「おっしゃる」と「申す」の違いとは?
使い方や例文などを交えて分かりやすく解説していきます。
「おっしゃる」とは?
「おっしゃる」は、敬語で「言う」を表現した言葉です。
そのため、動作している人物に対して、敬意を示す効果があります。
たとえば、相手の発言を引用して「おっしゃる通り~ですが」と使用します。
この場合は、発言した相手に対して敬意を示せるのです。
また、「おっしゃる」は漢字で「仰る」と記載することもあります。
しかし、ビジネスで使用する場合は、より印象の柔らかい「おっしゃる」を採用するのが一般的だと言えるでしょう。
「申す」とは?
「申す」は、「言う」の謙譲語です。
「言う」をへりくだって表現したのが「申す」なのです。
謙譲表現は、自分を低くして相手に譲る気持ちを表すものです。
そのため、婉曲的な敬語表現と言い換えることもできるでしょう。
また、謙譲語は、敬語の中でも特に注意が必要です。
それは、自分の行動に対して使用するというルールがあるためです。
たとえば自分の発言を示して「先ほど申しました」と使うのは正しい使い方です。
しかし、「先ほど申された」のように、相手の発言を示して「申す」と使用するのは誤りになります。
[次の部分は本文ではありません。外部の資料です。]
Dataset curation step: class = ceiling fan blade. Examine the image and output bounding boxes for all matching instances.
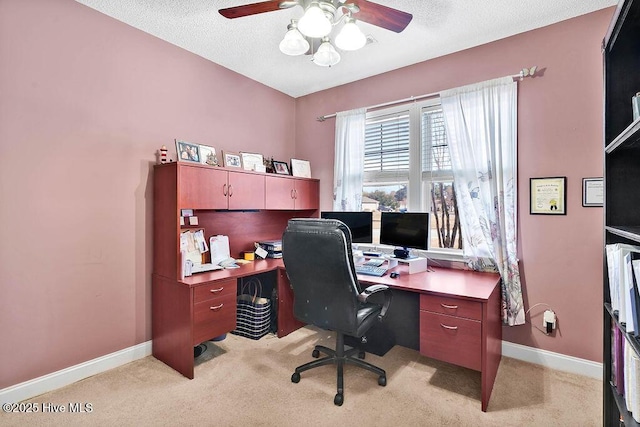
[353,0,413,33]
[219,1,288,19]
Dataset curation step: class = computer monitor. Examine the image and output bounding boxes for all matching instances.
[320,211,373,244]
[380,212,429,257]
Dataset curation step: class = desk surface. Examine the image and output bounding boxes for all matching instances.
[180,258,500,302]
[359,265,500,301]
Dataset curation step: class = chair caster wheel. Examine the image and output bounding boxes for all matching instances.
[358,351,366,359]
[378,375,386,386]
[334,393,344,406]
[291,372,300,383]
[312,349,320,358]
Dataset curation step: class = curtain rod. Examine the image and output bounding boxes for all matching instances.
[316,66,539,122]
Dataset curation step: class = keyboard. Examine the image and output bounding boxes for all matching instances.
[191,263,223,274]
[364,258,385,267]
[355,265,388,277]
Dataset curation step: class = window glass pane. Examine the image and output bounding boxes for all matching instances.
[428,181,462,250]
[363,183,407,244]
[365,113,410,172]
[421,108,451,172]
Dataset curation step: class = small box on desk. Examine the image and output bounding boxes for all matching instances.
[388,256,427,274]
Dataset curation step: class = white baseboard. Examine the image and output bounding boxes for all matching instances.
[502,341,602,380]
[0,339,602,403]
[0,341,152,404]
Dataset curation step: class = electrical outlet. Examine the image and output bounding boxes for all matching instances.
[543,310,556,333]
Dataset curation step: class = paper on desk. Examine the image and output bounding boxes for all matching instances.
[210,235,231,265]
[193,229,208,253]
[181,231,203,265]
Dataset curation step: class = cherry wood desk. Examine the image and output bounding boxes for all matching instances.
[359,264,502,412]
[152,260,501,412]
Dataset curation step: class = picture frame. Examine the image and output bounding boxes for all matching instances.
[199,144,219,166]
[222,151,243,168]
[175,139,201,163]
[272,160,290,175]
[530,176,567,215]
[290,158,311,178]
[240,152,265,172]
[582,177,604,207]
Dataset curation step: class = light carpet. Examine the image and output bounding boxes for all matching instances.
[0,326,601,426]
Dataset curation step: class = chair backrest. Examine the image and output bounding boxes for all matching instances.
[282,218,362,335]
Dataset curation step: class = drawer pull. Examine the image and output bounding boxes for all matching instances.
[209,303,224,311]
[440,303,458,310]
[209,287,224,294]
[440,323,458,330]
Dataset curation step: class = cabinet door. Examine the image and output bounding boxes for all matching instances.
[178,166,228,209]
[294,179,319,210]
[228,170,265,210]
[265,175,295,210]
[277,270,304,337]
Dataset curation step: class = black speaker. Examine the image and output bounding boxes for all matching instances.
[393,248,410,259]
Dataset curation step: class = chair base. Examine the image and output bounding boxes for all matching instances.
[291,332,386,406]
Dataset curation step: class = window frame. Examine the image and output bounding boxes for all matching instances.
[362,98,464,260]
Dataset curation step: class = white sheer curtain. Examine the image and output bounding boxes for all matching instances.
[440,77,525,326]
[333,108,366,211]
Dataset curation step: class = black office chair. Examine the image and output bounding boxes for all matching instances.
[282,218,392,406]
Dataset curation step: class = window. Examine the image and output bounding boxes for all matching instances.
[362,100,462,253]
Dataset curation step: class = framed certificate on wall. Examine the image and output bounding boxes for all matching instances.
[530,176,566,215]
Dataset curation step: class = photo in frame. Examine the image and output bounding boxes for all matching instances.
[530,176,567,215]
[272,160,290,175]
[175,139,201,163]
[222,151,243,168]
[199,145,219,166]
[240,152,265,172]
[582,177,603,207]
[290,158,311,178]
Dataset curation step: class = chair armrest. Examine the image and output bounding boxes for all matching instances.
[358,284,393,320]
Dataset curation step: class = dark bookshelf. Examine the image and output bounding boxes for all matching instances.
[604,1,640,425]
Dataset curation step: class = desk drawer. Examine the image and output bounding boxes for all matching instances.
[420,294,481,321]
[193,293,237,345]
[419,311,481,371]
[193,279,236,304]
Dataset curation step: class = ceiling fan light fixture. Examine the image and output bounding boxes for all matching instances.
[279,20,310,56]
[313,37,340,67]
[298,2,332,38]
[335,17,366,51]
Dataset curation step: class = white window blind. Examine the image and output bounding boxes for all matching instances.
[364,113,410,172]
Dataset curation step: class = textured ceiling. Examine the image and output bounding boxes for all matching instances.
[74,0,617,98]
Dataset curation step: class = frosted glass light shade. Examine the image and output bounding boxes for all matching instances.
[313,38,340,67]
[298,2,332,38]
[335,19,366,51]
[279,25,309,56]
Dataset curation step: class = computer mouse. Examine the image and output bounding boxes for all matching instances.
[390,272,399,279]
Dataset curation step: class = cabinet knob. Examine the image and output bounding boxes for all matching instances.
[441,303,458,310]
[228,185,233,197]
[209,303,224,311]
[223,184,228,196]
[209,287,224,294]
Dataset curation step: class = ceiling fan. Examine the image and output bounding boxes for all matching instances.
[219,1,413,67]
[219,1,412,33]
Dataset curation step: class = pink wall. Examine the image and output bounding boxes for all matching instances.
[0,0,295,388]
[295,9,612,362]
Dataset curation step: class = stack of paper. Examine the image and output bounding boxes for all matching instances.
[605,243,640,330]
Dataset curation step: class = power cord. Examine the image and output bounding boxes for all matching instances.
[525,302,557,335]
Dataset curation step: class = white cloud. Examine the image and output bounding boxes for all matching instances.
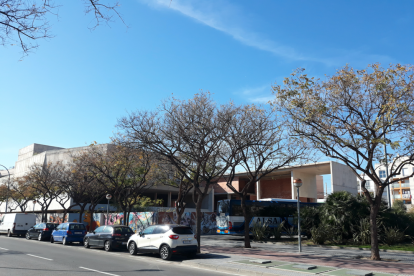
[140,0,397,67]
[240,84,270,96]
[249,95,274,104]
[142,0,332,64]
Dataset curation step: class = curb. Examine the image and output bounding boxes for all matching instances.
[185,262,287,276]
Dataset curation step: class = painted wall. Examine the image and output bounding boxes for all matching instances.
[103,212,158,234]
[158,211,217,234]
[331,161,358,195]
[291,171,317,201]
[259,178,291,199]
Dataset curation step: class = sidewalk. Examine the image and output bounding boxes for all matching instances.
[168,236,414,276]
[184,245,413,276]
[200,235,414,265]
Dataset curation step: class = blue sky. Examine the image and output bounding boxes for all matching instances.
[1,0,413,170]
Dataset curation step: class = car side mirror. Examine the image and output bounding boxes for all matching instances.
[139,232,143,237]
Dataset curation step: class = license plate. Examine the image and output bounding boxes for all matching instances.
[75,232,82,235]
[122,242,127,245]
[183,240,191,244]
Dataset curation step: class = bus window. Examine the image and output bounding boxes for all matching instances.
[217,200,230,215]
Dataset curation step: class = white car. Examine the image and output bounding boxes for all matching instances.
[127,224,198,260]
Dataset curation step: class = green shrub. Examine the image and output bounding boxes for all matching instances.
[382,226,407,246]
[251,220,270,241]
[310,224,328,245]
[352,218,371,245]
[283,224,298,239]
[269,221,285,240]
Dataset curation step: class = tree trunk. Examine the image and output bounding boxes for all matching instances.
[126,209,131,226]
[175,206,184,225]
[195,197,203,253]
[88,206,96,232]
[79,204,86,223]
[123,208,128,226]
[370,203,381,260]
[241,195,251,248]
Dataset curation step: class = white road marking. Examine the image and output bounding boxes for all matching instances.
[0,247,9,250]
[79,267,120,276]
[27,254,53,261]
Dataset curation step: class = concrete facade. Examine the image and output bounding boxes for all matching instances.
[1,143,215,214]
[215,161,358,206]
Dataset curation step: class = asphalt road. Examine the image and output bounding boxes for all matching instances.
[0,235,232,276]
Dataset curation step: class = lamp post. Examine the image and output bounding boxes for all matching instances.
[0,164,11,213]
[293,178,303,253]
[32,200,37,214]
[106,194,112,225]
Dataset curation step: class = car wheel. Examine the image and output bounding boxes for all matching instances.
[50,236,54,243]
[104,241,112,252]
[84,238,90,248]
[7,230,12,237]
[62,237,67,246]
[38,233,43,241]
[129,241,137,255]
[160,245,172,260]
[26,233,31,240]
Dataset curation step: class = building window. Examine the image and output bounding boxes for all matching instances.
[365,180,371,190]
[402,168,408,176]
[379,170,386,178]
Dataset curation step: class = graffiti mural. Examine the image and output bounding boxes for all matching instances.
[157,212,217,234]
[128,212,157,233]
[48,213,68,224]
[103,212,157,233]
[83,212,101,231]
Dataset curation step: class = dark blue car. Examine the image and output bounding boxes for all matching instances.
[51,222,86,245]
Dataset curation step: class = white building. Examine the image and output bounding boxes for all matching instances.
[357,160,414,208]
[0,143,214,214]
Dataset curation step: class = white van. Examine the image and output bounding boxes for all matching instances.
[0,213,37,237]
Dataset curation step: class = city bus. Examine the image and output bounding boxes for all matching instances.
[216,198,319,235]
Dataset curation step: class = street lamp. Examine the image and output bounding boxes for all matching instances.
[32,200,37,214]
[106,194,112,225]
[293,178,303,253]
[0,164,11,214]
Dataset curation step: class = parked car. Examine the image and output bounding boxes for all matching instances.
[83,225,134,251]
[51,222,86,245]
[26,223,59,241]
[0,213,36,237]
[127,224,197,260]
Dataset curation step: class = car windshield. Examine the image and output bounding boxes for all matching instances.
[172,227,193,234]
[46,224,58,229]
[69,224,85,230]
[113,227,134,234]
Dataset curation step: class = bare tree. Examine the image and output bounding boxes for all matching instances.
[221,105,310,248]
[117,92,240,253]
[163,166,194,224]
[273,63,414,260]
[25,162,64,222]
[0,0,124,55]
[7,177,36,212]
[75,144,157,226]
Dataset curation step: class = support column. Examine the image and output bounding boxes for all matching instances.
[256,180,261,200]
[168,192,171,207]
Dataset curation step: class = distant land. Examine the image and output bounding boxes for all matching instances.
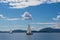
[0,27,60,33]
[39,27,60,33]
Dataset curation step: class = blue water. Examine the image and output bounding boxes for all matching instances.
[0,33,60,40]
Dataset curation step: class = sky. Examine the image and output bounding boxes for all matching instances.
[0,0,60,31]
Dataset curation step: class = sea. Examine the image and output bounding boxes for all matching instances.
[0,33,60,40]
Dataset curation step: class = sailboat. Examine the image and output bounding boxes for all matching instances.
[10,29,12,34]
[26,24,33,35]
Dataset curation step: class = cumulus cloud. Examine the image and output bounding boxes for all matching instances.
[0,0,60,8]
[6,18,20,20]
[0,11,32,20]
[31,22,57,25]
[6,11,32,20]
[53,15,60,20]
[21,11,32,20]
[0,14,5,19]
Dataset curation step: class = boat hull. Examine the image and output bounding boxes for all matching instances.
[26,33,33,35]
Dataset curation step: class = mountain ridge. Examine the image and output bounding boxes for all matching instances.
[0,27,60,33]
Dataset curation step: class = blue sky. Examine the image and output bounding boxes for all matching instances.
[0,0,60,31]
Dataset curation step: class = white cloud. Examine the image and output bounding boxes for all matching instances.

これでは、相手の行動を低める表現になってしまうのです。
「おっしゃる」と「申す」の違い
それでは、「おっしゃる」と「申す」の違いはどこにあるのでしょう。
どちらも「言う」の敬語表現である点では同じと言えます。
しかし、「おっしゃる」は敬語表現であり、相手を高めるために使用する言葉です。
これに対して「申す」は謙譲表現であり、自分を低めることで間接的に相手を高めるように使用します。
このことから、「おっしゃる」と「申す」が同じ意味を持つものの、使い方には注意が必要なことが分かるのではないでしょう。
「おっしゃる」の例文
ここでは「おっしゃる」の例文を挙げていきます。
「おっしゃる」が、相手に「言う」という行動に敬意を示すものだということに、注意して使うとよいでしょう。
・『おっしゃる通りでございます』
・『おっしゃるまでもなく、存じ上げております』
・『おっしゃるのは、ごもっともかと思います』
・『おっしゃるには、それなりに理由があるようです』
「申す」の例文
ここでは「申す」の例文を挙げていきます。
「申す」が、自分の「言う」をへりくだって表現する言葉だということに、注意して使うとよいでしょう。
・『私から申すのは大変恐縮ですが』
・『私が申すまでもなく周知の事実かと存じます』
・『私が申す意見などは、お聞き流しください』
・『これから私が申すのは、会議の段取りについてです』
まとめ
「おっしゃる」と「申す」は、どちらも「言う」を意味する言葉です。
ただし、「おっしゃる」は敬語表現で、「申す」は謙譲表現だとの違いがあります。
「言う」の動作主体が誰かによって、適切なほうを選択して使い分ける必要があるのです。